Morphology and dendritic domains of neurons in the lateral parabrachial nucleus of the rat.

The present study provides a description of the dendritic morphology and the dendritic domains of neurons in the lateral parabrachial nucleus (PB) of the rat. The cells were intracellularly stained in vitro with Lucifer yellow. A subpopulation of these cells was characterized beforehand as neurons projecting to the amygdaloid complex by retrograde transport with rhodamine beads. With respect to their dendritic arborization, different types of "spatially" organized PB neurons were discriminated.
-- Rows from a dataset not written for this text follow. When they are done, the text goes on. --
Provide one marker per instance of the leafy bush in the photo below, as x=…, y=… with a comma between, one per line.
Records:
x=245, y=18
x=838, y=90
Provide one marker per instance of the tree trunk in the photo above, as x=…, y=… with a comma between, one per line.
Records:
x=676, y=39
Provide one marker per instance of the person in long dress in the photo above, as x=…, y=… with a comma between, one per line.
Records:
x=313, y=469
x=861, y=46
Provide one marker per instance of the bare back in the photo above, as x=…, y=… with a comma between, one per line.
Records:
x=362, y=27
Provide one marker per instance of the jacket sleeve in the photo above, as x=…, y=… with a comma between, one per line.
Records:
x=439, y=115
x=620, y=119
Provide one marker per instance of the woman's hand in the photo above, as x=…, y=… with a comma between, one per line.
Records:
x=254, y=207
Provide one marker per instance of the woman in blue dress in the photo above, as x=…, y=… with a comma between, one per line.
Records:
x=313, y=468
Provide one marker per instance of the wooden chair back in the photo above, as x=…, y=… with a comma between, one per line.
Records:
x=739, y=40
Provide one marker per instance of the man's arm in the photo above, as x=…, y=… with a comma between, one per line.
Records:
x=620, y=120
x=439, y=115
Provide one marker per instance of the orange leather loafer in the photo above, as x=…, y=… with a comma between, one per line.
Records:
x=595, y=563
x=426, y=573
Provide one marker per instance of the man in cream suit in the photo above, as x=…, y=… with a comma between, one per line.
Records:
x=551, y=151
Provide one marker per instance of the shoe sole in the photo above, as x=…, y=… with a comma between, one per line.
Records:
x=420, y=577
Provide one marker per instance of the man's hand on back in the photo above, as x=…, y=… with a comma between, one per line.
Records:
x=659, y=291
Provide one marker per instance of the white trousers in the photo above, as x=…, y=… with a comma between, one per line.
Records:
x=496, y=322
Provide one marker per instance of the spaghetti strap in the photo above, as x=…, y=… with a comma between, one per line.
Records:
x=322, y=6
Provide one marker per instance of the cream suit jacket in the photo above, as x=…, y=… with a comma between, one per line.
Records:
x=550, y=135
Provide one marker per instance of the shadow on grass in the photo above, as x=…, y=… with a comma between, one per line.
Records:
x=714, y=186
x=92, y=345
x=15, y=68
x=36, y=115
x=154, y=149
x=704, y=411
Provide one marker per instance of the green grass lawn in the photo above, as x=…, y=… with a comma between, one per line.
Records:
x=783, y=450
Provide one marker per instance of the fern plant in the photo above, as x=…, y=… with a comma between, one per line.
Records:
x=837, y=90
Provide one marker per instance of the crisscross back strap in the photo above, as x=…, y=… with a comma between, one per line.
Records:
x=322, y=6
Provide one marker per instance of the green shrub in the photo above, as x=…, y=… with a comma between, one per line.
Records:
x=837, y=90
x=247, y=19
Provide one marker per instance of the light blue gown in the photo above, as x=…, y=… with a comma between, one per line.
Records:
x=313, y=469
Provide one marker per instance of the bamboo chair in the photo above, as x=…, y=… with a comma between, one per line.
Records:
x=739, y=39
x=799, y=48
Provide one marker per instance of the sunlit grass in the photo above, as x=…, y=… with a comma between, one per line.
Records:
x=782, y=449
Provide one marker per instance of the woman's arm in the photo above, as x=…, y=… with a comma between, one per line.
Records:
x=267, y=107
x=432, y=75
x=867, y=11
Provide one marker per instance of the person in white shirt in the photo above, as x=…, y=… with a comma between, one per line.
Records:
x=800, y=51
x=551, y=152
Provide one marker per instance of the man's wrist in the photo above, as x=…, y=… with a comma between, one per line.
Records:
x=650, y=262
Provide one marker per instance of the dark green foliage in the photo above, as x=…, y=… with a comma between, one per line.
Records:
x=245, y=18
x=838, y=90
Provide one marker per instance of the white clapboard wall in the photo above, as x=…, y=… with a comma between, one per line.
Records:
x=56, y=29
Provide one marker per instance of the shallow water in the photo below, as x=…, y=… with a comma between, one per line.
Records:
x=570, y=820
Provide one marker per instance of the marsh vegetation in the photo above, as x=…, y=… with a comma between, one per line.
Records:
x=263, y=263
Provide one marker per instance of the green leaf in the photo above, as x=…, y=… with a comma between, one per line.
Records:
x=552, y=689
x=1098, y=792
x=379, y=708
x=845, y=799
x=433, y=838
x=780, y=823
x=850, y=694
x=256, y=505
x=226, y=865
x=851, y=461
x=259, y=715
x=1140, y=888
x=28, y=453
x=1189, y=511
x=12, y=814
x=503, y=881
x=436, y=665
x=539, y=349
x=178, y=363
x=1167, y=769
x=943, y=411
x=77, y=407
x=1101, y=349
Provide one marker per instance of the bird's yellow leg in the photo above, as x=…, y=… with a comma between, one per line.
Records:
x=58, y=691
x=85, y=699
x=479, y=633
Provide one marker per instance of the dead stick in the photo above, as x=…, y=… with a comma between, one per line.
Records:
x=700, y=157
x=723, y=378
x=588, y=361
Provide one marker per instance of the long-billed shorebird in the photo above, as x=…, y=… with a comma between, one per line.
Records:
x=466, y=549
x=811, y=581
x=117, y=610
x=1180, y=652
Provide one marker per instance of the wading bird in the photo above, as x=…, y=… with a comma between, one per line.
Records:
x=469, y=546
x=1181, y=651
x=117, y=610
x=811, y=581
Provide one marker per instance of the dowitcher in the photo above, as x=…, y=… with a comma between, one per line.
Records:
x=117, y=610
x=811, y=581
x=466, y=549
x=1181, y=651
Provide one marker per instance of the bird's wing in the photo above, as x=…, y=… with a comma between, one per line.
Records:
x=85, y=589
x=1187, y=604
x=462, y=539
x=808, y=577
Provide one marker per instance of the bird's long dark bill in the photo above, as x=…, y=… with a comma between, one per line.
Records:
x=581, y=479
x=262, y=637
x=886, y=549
One major cell type in the external lateral PB (PBel) is characterized by long, elongated dendritic trees that are preferentially oriented parallel to the superior cerebellar peduncle. The majority of their dendrites appears to respect subnuclear boundaries, yet their distal dendrites often exceed the limits of the PBel to encroach upon adjacent subnuclei located dorsally and ventrolaterally to the PBel. Another prominent cell type in the PBel has fairly small and locally restricted dendritic trees that are also elongated, running with their main axis from ventrolateral to dorsomedial. The dendrites of the majority of these neurons apparently stay within the confines of the PBel. A distinct group of neurons is found in the ventral portion of the PBel. The majority of their dendrites is mediolaterally oriented and not confined to the PBel subnucleus. In addition, we found a smaller number of neurons scattered within the lateral PB whose dendrites do not show a preferential orientation but travel across subnuclear boundaries into several different PB subnuclei. Our data show that the dendrites of a large proportion of neurons in the lateral PB either stay within the confines of a particular subnucleus or slightly extend across subnuclear limits. In any case, they appear to match with terminal territories of afferent axons and, thus, maintain the functional specificity of inputs by their relay through the PB. In contrast, PB neurons that extend their dendrites across subnuclear boundaries or known terminal territories are likely to receive inputs of different qualities from a variety of sources and therefore transmit a more general, integrated signal to the forebrain.